From Boulder we drove to Lander, Wyoming. I was not familiar with Lander before we arrived, but I was excited about climbing peaks in the nearby Cirque of the Towers, hoping for routes similar to the one we had taken up Spearhead in Rocky Mountain National Park.  However, after speaking with a guy at Lander’s climbing shop, we were convinced that due to the unusual amount of snow they had received this past winter the towers would be inaccessible without crampons and ice axes (which we don’t have with us).

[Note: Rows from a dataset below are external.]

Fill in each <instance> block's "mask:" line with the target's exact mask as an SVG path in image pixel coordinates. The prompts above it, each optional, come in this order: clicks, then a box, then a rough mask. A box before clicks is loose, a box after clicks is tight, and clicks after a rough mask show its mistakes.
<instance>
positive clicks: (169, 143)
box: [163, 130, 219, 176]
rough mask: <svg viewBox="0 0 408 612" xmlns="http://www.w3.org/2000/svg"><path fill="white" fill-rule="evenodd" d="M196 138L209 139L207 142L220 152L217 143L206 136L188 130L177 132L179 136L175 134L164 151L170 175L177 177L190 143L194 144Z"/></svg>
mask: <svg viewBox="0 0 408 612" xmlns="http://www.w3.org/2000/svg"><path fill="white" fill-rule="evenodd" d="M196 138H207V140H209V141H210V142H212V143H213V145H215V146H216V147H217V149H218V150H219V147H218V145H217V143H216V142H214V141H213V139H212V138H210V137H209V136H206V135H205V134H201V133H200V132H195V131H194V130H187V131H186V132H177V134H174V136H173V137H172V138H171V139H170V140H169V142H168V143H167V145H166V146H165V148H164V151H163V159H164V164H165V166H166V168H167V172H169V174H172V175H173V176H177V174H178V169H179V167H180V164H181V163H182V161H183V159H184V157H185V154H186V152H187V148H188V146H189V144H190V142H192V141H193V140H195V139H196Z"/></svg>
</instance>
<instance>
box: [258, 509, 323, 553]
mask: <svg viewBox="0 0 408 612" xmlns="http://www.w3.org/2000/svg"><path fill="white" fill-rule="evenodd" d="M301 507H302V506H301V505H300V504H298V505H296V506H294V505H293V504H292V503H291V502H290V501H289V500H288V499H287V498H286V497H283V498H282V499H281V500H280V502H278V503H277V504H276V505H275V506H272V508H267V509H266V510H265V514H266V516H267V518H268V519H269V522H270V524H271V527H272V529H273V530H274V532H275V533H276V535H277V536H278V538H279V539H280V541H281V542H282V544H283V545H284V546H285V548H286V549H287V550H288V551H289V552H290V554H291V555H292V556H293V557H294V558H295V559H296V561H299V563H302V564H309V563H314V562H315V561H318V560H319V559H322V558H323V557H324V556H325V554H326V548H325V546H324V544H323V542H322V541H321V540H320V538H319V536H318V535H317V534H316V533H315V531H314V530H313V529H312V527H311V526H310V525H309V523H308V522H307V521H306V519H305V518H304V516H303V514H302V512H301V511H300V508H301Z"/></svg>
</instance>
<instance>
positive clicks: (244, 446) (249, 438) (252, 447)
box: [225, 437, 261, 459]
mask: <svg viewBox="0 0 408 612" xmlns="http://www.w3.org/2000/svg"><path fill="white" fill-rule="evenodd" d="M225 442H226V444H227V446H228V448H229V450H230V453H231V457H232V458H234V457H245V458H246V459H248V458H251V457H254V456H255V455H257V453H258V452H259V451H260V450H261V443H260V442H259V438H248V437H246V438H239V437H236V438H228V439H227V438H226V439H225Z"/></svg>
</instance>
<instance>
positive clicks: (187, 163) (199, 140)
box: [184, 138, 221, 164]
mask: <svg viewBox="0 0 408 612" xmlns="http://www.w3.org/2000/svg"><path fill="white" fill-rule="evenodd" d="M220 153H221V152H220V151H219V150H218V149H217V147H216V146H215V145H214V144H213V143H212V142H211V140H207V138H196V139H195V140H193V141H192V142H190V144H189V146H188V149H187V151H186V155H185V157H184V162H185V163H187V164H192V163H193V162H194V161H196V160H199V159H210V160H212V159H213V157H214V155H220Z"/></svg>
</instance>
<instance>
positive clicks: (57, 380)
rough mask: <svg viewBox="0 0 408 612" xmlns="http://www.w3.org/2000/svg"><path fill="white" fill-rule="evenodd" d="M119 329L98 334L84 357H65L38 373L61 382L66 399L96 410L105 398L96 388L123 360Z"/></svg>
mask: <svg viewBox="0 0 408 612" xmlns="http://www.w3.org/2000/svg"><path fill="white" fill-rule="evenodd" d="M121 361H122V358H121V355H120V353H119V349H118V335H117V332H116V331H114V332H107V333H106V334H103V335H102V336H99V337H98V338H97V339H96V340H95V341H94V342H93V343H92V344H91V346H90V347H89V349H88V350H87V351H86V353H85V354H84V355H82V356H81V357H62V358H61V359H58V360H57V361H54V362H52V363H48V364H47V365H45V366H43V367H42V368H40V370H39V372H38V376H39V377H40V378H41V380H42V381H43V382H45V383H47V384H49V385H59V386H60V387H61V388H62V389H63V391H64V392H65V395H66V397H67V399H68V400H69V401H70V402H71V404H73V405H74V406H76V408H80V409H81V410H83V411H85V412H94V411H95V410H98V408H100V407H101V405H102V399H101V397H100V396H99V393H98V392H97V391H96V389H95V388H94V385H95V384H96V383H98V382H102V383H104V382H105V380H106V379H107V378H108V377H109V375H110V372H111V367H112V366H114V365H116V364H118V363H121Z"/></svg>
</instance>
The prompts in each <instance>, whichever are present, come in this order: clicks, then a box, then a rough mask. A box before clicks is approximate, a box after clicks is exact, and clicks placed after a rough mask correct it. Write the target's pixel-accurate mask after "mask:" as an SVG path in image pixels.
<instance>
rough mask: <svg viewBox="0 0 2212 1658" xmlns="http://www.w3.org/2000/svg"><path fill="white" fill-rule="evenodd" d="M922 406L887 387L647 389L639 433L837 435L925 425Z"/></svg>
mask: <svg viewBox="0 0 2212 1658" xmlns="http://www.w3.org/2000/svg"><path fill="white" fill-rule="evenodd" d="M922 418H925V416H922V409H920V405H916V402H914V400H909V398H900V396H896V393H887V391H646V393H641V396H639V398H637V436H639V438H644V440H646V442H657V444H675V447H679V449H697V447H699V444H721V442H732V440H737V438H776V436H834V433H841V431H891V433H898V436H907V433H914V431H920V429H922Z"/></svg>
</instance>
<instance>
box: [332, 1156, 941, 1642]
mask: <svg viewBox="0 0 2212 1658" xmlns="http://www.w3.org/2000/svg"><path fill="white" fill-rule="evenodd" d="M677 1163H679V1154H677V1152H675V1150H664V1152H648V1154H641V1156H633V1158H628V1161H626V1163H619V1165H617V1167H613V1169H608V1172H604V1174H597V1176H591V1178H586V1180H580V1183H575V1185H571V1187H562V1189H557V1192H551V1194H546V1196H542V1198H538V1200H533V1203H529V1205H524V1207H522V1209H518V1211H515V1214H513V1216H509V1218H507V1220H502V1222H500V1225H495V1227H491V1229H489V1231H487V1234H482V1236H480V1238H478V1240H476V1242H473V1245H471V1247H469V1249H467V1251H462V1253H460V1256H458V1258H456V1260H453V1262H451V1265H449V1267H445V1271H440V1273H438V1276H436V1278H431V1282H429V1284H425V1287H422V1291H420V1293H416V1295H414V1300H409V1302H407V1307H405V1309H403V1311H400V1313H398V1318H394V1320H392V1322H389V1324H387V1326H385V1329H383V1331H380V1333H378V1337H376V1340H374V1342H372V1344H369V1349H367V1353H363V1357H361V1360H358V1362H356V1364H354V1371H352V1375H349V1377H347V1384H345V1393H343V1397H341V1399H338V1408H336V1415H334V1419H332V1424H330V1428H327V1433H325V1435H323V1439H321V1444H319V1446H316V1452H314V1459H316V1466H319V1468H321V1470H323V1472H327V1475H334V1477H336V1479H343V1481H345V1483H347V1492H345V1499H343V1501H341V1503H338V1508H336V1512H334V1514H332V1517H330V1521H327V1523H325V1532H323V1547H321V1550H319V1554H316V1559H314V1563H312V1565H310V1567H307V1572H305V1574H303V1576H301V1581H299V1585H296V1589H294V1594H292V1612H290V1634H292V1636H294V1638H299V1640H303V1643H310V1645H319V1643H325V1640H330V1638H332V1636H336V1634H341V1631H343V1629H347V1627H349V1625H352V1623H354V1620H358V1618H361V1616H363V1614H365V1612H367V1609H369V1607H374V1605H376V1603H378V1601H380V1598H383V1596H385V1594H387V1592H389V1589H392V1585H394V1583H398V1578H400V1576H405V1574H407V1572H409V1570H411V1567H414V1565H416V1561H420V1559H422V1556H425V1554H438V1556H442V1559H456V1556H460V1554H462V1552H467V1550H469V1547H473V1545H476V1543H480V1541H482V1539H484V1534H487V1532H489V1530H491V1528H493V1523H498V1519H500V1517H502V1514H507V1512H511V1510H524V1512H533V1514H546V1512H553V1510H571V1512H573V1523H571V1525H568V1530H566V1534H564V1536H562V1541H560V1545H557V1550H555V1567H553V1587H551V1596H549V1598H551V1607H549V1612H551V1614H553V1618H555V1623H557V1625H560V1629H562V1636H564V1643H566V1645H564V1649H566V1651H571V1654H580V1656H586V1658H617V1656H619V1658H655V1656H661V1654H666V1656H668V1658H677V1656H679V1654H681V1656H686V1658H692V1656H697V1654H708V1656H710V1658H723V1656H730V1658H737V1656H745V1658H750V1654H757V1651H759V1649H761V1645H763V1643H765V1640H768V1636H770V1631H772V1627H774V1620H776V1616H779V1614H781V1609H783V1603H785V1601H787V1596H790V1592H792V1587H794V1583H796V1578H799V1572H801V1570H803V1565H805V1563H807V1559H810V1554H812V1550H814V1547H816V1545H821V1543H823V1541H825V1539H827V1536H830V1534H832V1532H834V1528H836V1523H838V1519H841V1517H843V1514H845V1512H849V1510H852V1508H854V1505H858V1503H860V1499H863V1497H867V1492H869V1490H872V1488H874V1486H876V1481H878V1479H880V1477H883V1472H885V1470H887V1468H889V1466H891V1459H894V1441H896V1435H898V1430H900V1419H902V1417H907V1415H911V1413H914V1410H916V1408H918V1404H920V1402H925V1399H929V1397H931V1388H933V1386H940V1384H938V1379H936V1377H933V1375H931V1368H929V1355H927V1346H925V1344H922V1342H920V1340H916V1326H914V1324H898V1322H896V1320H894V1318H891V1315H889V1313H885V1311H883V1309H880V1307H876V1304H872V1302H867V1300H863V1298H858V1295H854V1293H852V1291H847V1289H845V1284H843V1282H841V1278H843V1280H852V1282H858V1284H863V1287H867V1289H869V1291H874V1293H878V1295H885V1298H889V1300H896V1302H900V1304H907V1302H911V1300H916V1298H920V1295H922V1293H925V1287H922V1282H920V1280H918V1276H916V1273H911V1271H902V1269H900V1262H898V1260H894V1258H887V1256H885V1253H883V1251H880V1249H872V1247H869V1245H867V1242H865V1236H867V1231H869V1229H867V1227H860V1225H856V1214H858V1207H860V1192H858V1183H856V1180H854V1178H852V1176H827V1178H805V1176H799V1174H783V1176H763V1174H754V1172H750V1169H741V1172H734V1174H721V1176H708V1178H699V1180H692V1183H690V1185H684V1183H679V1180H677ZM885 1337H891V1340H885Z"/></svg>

            But Lander turned out to be a sport climber’s paradise—within an hour from town there are said to be close to two thousand bolted climbs. We spent a day exploring the crags at an area called Wild Iris—it’s higher elevation provided a refuge from the particularly hot day below. We spent the next day at the Main Wall of Sinks Canyon. Matt I challenged himself on some 5.12b’s and Matt II on some 5.11’s. While I can cleanly climb routes of higher difficulty on top-rope, by leading mentality is not quite at the same level as my technical ability—I was quite happy with the 5.10c that I did (although I admit that I hung on the last quickdraw for a particularly long time while I contemplated the moves I would have to make on the more run-out jaunt to the anchor).

            We easily could have entertained ourselves for quite awhile here, but we continued on in order to meet up with Nick in Alberta tomorrow.
            After only a couple of hours of driving from Lander, the Tetons came into view, and I felt that tingle that comes with witnessing something beautiful. They looked more jagged than the rest of the Rockies; I thought they had a somewhat similar aesthetic to the peaks I had seen in Patagonia. As the peaks in Patagonia are the youngest in the Andes, the Tetons are the youngest in the Rockies—perhaps the similar looks comes from the fact that they have had similarly relatively less time to erode away.

            After a night in Grand Teton National Park, we continued on to Yellowstone. We stopped to watch Old Faithful erupt and to observe the many bison that lazed along the road. In the afternoon we went on a hike and caught sight of a black bear. And the copious amount of snow that may have prevented my schemes of peak-bagging allowed for a particularly striking wildflower season this year.
            I knew that Yellowstone was the first national park in the U.S., but I didn’t realize exactly how important it was for the precedent of species preservation. Even after it was established as a national park, poachers were allowed to nearly wipe out its bison population, and did wipe out its wolf population. It wasn’t until bison were fully protected in Yellowstone that a population had the opportunity to thrive on a small sliver of land—Yellowstone was the only place that North American bison were never fully exterminated. 

            The wolf population was rehabilitated after Canadian relatives of Yellowstone’s original population were introduced to the park in 1995. It’s amazing that in such a short while Yellowstone is now considered one of the best places to be able to see wolves in the wild.